Zimbabwe's government says the recent renewal of sanctions imposed on the country by the U.S. government is going to further strain the southern African's nation's ailing economy.
President Donald Trump last week signed the Zimbabwe Democracy and Economic Recovery Amendment Act of 2018, also known as Zidera.
Zimbabwe's Foreign Minister Sibusiso Moyo lamented the move.
"Commerce between the two states remain hampered by non-existent bank to bank relations," Moyo said. "Even the amended Zidera Act now acknowledges the economic reforms being achieved by this government and as well the bill's noting that the country has paid its arrears to the IMF and calls for further re-engagement in this areas in order to conclude in other areas.

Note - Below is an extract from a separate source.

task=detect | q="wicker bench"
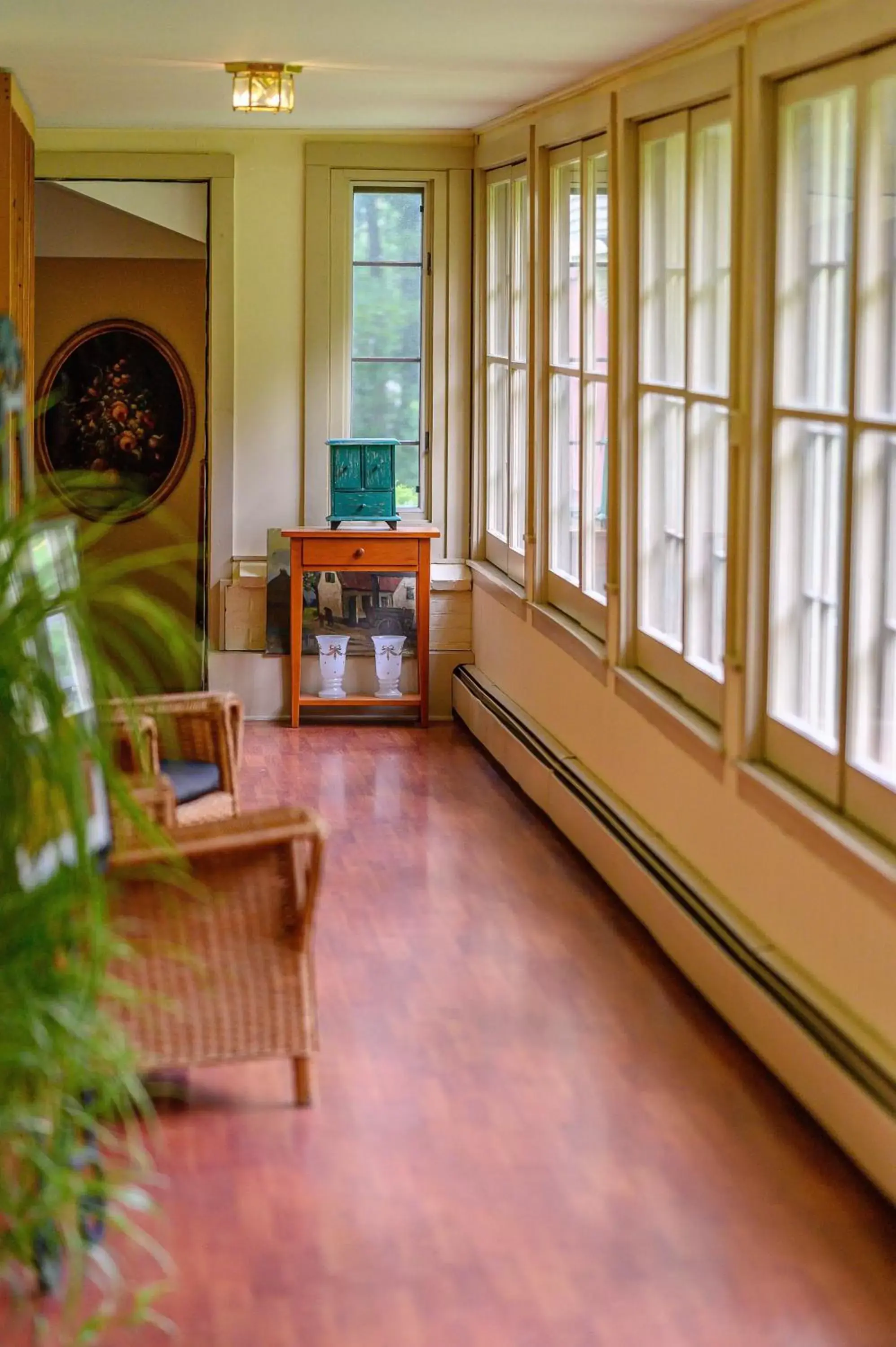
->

Both companies from Zimbabwe and U.S., as well individuals are subject to penalties. It cannot therefore naively be claimed that Zidera is targeted at a few individuals and does not affect trade between the U.S. and Zimbabwe, as sometimes the international media has sometimes painted it."

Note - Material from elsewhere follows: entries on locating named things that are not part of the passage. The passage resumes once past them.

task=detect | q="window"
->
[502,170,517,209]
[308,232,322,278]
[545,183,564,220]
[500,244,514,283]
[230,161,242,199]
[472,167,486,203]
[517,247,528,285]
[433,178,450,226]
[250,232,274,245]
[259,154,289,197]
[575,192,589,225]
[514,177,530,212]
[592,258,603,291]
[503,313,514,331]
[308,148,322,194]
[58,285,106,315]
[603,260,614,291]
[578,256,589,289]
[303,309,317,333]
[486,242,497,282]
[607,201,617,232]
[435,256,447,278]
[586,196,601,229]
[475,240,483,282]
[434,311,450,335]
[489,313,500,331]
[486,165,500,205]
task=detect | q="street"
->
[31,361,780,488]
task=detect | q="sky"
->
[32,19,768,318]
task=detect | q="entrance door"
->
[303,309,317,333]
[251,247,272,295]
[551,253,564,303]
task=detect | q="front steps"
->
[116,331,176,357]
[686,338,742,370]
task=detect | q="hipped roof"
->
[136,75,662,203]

The United States and most Western countries introduced sanctions on Zimbabwe's leadership following reports of election rigging and human rights abuses in 2002 when Robert Mugabe was in power.
Zidera set forth steps Zimbabwe needed to take to have sanctions removed, including insuring last month's election was free and fair.

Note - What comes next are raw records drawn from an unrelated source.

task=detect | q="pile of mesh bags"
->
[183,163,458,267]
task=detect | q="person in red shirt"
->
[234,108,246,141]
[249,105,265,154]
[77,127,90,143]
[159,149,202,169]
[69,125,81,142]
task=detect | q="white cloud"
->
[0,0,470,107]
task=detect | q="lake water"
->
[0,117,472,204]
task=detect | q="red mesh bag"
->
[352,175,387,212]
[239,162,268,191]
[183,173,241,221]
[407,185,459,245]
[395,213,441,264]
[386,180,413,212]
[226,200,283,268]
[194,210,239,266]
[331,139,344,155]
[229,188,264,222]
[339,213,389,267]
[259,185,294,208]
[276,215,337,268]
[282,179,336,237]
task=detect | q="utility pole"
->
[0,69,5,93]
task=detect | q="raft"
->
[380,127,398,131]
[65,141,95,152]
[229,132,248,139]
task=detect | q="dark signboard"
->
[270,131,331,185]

When Mugabe's successor came into power last November, President Emmerson Mnangagwa promised to normalize relations with the West by addressing the issues the West had raised.
Moyo on Sunday said Mnangagwa's government had been shocked by the renewal of the sanctions.
"We do not require any form of restrictive measures around our necks at all as people of Zimbabwe," Moyo said. "We appreciate that there was Zidera and the process of unshackling it is a process and cannot be an event. We have been engaging the U.S. government, the U.S. Senate, in this aspect and we believe that a lot of the issues, which are contained the amended act, have already been implemented."
The former army general gave examples of the restoration of the rule of law, credible elections, military neutrality in civilian matters and inviting international observers to the July 2018 general election.
The opposition, however, has challenged the election results and Zimbabwe's constitutional court is expected to hear the application in two weeks.
The ruling Zanu PF was declared winner, which many said was peaceful compared to previous elections. But the army reportedly used live ammunition and killed at least six people during opposition protests of the vote. Moyo said Sunday the government regretted the incident.